Two nonprofit organizations are applauding a court victory that is likely to keep their efforts to retrieve missing White House e-mails afloat until the next -- and likely more cooperative -- administration takes office.
Comment on this article in The Forum.The U.S. Court for the District of Columbia on Monday denied White House lawyers' motion to dismiss the groups' separate 2007 complaints that the Bush administration failed to preserve electronic communications as required by the 1950 Federal Records Act.
"Even though the judge has not ultimately ruled [on the case], this decision is a tremendous victory," said Meredith Fuchs, general counsel for The George Washington University's National Security Archive, one of the organizations that launched a complaint. Citizens for Responsibility and Ethics in Washington filed a separate lawsuit.
Fuchs said the Bush administration will likely run out of time to recover the missing e-mails that may reside on backup tapes. That means the incoming administration must maintain those tapes as evidence for the court case -- regardless of whether they include documents that qualify as presidential records.
Come Jan. 20, however, the challenge of locating those elusive records will fall to the National Archives and Records Administration, which by law assumes responsibility for the custody, control and preservation of presidential records from previous administrations.
"We have every reason to believe [NARA] will try to do the right thing by recovering the missing e-mails, but who knows whether they have the resources for that kind of project," Fuchs said.
Support from the Obama administration certainly would help make the effort a priority. A major platform of his campaign was transparency in government.

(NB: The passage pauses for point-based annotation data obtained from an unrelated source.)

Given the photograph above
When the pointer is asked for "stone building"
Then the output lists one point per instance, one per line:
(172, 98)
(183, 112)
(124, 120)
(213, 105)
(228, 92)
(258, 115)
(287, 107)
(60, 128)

"Obama has claimed to recognize how important it is for the White House to be accountable, which I hope means his office will make an effort to restore these e-mails and put some changes in place that have a greater impact [long term]," Fuchs said. "Every administration has had problems with this; hopefully Obama will stop that trend and prove it's possible for the White House to actually keep track of their records."
The White House has been under fire since a 2005 analysis identified a more than 700-day period during which e-mail records were either unrealistically low in number or nonexistent.